The amount of the sales and purchase transactions of the Company with the related parties is less than 1% of the Company's total sales. Details of transactions with related parties are included in note 4 of the consolidated financial statements report as of June 30, 2025.
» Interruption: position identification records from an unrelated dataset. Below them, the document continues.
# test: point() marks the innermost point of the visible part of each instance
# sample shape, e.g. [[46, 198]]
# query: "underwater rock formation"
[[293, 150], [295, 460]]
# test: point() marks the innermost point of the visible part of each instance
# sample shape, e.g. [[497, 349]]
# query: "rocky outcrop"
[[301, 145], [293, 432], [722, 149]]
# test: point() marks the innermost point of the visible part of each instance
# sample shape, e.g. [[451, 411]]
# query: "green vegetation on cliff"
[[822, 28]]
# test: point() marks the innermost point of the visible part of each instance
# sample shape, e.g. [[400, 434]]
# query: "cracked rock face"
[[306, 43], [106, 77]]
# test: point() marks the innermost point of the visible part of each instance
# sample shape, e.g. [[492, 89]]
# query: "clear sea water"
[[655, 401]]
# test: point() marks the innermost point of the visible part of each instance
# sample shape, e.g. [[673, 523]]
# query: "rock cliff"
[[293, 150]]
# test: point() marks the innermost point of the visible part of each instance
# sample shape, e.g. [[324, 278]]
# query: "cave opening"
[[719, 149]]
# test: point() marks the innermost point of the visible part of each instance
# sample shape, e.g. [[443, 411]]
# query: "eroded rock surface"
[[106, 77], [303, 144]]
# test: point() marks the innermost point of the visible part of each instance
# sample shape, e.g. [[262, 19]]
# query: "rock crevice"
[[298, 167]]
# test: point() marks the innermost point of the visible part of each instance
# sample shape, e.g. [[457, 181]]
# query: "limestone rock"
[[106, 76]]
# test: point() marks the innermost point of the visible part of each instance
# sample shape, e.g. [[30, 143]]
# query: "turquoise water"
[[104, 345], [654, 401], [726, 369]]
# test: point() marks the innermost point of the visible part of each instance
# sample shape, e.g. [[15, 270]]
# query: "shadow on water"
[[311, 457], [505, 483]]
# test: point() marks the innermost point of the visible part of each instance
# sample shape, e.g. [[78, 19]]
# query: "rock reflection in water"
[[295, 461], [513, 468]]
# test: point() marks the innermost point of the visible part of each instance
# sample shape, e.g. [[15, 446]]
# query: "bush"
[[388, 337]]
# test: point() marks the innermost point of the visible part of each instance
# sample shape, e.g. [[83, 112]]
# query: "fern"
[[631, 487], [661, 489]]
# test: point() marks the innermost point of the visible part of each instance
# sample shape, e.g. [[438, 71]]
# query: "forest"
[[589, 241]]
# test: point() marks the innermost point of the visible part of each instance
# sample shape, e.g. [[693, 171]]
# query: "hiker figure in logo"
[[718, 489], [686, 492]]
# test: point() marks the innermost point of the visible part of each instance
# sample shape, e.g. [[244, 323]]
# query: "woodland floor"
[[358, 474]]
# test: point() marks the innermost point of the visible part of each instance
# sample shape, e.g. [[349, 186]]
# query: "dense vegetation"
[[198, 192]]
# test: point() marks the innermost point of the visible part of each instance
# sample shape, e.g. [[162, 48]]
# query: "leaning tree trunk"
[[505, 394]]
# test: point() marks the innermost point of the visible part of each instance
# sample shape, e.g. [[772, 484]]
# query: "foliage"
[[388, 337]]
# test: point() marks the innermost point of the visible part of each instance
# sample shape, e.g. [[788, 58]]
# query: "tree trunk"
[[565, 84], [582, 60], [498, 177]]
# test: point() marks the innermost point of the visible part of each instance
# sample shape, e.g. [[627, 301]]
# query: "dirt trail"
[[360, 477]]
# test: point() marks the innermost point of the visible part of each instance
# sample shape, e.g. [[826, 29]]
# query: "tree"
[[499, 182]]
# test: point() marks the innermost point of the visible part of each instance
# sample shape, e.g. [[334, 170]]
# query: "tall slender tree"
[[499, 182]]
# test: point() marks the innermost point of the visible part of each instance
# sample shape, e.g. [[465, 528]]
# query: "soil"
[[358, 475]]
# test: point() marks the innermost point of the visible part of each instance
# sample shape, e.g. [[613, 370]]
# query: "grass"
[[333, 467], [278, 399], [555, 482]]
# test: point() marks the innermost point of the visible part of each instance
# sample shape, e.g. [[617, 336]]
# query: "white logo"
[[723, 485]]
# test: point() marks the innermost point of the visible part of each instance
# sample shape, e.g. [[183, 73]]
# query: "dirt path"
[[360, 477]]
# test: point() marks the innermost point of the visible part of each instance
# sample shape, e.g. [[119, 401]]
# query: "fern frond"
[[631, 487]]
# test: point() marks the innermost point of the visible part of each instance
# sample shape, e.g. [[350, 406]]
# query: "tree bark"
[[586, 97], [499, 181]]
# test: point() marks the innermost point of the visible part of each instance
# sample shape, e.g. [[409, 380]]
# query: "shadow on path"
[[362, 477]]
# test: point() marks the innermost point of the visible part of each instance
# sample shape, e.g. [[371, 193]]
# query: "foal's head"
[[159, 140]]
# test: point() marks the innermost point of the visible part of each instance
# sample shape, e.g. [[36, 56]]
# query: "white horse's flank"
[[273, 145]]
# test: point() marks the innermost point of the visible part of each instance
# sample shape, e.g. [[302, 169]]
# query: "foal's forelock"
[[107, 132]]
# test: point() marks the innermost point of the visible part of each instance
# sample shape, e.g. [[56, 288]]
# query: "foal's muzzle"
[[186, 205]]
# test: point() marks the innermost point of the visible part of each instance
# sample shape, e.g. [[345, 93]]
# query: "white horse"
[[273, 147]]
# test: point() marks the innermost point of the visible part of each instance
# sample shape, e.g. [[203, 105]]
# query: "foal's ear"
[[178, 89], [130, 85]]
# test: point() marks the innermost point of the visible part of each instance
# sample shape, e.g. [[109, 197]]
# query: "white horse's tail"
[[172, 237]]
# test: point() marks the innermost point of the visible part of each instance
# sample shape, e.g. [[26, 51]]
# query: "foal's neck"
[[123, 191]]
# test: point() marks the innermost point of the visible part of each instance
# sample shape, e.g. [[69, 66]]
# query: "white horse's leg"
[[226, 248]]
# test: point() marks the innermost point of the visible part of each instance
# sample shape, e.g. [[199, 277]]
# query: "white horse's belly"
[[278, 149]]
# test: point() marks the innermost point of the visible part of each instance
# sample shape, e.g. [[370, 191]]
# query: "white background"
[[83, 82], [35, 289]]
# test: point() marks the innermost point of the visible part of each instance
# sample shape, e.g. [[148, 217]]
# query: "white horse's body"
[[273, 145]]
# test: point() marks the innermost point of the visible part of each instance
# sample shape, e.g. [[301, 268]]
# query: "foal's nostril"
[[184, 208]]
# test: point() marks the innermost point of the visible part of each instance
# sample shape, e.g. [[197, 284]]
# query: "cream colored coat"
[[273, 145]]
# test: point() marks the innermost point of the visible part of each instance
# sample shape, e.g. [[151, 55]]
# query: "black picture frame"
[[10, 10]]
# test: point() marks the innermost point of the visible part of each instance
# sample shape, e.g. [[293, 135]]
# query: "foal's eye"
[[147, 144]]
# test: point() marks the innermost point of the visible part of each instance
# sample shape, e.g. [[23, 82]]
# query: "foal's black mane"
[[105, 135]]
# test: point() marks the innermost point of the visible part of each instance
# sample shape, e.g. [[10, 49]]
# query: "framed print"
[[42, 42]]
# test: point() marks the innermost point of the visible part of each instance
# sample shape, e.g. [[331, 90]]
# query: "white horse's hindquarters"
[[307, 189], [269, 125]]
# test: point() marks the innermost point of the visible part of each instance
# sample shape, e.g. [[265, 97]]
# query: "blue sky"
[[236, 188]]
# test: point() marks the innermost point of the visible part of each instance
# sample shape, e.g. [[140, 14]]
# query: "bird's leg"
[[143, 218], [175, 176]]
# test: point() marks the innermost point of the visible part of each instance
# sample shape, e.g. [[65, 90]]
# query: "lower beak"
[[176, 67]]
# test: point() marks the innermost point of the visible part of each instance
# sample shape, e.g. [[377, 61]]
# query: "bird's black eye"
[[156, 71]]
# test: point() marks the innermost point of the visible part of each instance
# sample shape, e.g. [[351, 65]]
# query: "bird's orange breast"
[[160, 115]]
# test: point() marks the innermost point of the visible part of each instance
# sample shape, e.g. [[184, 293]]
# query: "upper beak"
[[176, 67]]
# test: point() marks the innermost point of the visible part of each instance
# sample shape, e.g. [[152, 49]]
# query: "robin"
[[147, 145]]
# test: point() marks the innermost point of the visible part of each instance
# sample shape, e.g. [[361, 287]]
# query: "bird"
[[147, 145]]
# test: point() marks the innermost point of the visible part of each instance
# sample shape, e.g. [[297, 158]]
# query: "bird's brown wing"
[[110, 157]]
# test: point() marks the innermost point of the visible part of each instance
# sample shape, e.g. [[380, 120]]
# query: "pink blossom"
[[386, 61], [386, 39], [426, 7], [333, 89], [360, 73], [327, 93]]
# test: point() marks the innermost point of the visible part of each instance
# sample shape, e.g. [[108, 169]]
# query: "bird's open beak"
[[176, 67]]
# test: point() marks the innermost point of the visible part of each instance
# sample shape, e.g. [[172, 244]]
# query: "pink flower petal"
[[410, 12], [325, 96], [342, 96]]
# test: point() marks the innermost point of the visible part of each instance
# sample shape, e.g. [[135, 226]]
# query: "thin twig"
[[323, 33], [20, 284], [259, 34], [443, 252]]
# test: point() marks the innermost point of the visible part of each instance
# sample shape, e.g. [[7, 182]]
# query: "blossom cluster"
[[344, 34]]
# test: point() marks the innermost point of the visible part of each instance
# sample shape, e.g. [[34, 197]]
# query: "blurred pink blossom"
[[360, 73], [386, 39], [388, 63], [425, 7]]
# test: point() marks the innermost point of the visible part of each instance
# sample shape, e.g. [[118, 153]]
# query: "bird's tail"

The key management personnel of the Company consist of board members, the general manager and the directors. The sum of wages and similar benefits paid to top management as of June 30, 2025 is TL 33.440.021.
The amount of donations made as of 30 June 2025 is TL 19.286.100.
No material lawsuits were filed against the Company during the period. There are no administrative and/or judicial sanctions against the Company and the members of the management. There has been no transaction or competition situation that may cause a conflict of interest with the company or its subsidiaries, of the shareholders holding the management dominance, the Members of the Board of Directors, senior managers and their spouses and close relatives including relatives-in-law up to the second degree.